Russia warned NATO member Greece that sending the Soviet-designed S-300 missile defense system to Ukraine would be viewed as “a highly provocative step.”
A spokesman for the Russian Foreign Ministry even suggested that the Kremlin would try to locate any anti-aircraft weapons.
“We consider the plans to supply the Kyiv regime with S-300 or other Russian/Soviet air defense systems to be used against Russia very provocative,” Maria Zakharova, a spokeswoman for the Foreign Ministry, told reporters.
“The Greek authorities recently underlined their readiness to supply Ukraine with the S-300 PMU1 missile defense system, on the condition of receiving US Patriot missile defense systems to replace them,” it added. “There is complete indifference on the part of Greece about international limitations on the arms trade.”
Greek aid to Ukraine
The Russian threat followed unconfirmed reports that Greek Defense Minister Nikos Panagiotopoulos had promised to provide Ukraine with the S-300 system currently in storage on Crete. In return, Athens would receive an American-made Patriot air defense system.
“If the US deploys a Patriot system on Crete after it is integrated into the national air defense system, the S-300s can be retired,” Greek Defense Minister Nikos Panagiotopoulos said during a speech on Tuesday.
The US would have to follow a “similar protocol” for any additional Russian air defence system that they intended to transfer to Ukraine, Trump said on Monday.
Other Soviet-designed air defence systems that Greece could deliver to Ukraine include the Tor-M1 and Osa-AKM, provided that sufficient US-made replacements could be shipped to Athens. If those platforms go to Ukraine and an American Patriot is deployed to Crete, it would not be under Greek command.
“We are talking about deployment, not purchase, which means that the Patriot system will be under the control of the US military,” Panagiotopoulos explained.
Even though Ukraine is getting its own PAC-3 Patriot missile battery soon, the Greek S-300 would be a welcome addition to the Ukrainian capital of Kyiv. The Ukrainian military has plenty of experience with the Russian-made system developed during the Cold War.

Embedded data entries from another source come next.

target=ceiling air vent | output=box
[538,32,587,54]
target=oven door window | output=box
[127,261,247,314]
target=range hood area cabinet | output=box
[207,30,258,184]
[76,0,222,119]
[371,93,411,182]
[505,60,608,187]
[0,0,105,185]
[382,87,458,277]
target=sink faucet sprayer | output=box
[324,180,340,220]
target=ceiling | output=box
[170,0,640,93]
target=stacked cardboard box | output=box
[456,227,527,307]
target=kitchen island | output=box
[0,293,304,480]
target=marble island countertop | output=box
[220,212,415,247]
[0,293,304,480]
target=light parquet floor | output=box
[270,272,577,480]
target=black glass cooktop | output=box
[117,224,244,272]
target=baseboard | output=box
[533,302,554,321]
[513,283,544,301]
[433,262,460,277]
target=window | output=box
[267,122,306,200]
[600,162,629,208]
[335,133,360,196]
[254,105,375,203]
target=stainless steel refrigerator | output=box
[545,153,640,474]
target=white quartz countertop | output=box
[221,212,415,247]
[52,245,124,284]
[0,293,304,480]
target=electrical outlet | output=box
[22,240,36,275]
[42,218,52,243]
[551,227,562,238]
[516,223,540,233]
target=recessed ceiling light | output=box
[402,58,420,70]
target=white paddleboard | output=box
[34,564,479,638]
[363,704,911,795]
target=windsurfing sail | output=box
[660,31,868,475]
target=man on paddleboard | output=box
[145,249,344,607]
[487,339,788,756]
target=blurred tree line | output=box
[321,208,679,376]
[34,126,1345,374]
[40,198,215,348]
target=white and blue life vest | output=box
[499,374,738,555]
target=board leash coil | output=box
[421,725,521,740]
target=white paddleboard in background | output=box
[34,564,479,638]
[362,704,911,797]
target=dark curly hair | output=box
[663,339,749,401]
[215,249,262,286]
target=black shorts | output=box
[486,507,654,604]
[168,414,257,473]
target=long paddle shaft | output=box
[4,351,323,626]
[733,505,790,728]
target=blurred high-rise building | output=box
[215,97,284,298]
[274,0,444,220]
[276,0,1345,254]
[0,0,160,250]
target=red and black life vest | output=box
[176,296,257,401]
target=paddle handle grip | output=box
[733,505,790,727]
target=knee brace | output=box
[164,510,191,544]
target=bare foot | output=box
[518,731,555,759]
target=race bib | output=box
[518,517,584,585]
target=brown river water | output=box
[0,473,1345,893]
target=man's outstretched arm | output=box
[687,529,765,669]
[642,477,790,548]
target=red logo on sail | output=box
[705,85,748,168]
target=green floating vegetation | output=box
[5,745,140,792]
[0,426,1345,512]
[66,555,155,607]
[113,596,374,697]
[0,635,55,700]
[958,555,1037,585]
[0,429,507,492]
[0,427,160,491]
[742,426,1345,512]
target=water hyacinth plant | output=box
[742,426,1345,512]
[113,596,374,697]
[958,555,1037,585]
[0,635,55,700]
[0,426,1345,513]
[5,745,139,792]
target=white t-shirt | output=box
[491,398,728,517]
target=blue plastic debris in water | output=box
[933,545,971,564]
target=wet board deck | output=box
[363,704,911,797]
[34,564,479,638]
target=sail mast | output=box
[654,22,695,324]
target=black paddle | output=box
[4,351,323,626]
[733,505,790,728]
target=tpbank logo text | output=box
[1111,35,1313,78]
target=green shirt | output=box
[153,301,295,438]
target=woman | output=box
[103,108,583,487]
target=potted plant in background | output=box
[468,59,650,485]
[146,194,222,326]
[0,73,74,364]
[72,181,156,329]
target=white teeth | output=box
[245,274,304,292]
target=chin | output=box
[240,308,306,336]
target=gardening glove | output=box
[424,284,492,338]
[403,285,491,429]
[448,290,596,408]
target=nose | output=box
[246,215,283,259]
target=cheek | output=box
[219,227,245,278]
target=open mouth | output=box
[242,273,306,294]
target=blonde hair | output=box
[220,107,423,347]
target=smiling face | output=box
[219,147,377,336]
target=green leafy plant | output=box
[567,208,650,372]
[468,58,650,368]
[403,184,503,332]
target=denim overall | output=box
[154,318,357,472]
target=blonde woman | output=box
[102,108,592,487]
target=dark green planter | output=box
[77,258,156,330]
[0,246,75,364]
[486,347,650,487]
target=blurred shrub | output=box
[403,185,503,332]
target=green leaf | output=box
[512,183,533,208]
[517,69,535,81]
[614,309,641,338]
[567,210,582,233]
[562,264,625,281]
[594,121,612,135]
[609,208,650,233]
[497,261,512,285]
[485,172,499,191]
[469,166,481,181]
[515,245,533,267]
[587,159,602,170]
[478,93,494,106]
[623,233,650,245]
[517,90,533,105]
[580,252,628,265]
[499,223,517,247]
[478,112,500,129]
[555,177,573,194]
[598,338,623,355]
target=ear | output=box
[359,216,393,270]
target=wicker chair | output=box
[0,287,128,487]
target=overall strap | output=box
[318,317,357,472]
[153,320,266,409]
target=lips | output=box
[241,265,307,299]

How the S-300 got to Greece
Athens first acquired the S-300 PMU1 system following the Cyprus Missile Crisis. The political conflict between the Republic of Cyprus and Turkey began in 1997 and lasted until 1998. Cyprus had obtained the weaponry as a deterrent against an attack by Turkey.
Upon the resolution of the conflict in December 1998, the Cypriot government exchanged two S-300 air defence systems held by the Cypriot military for weapons held by the Hellenic Air Force of Greece.
In a compromise between the United States and the intermediaries, the S-300 was finally parked in Crete, and now, almost 25 years later, it could be headed for Ukraine.
The S-300s had also been used by Czechoslovakia, a former member of the Warsaw Pact, which ceded the systems to independent Slovakia in 1993. Those weapons were later donated to Ukraine earlier this year.
Even though the S-300s were used in East Germany, they were sent back to the Soviet Union in the lead-up to Germany’s reunification in 1990.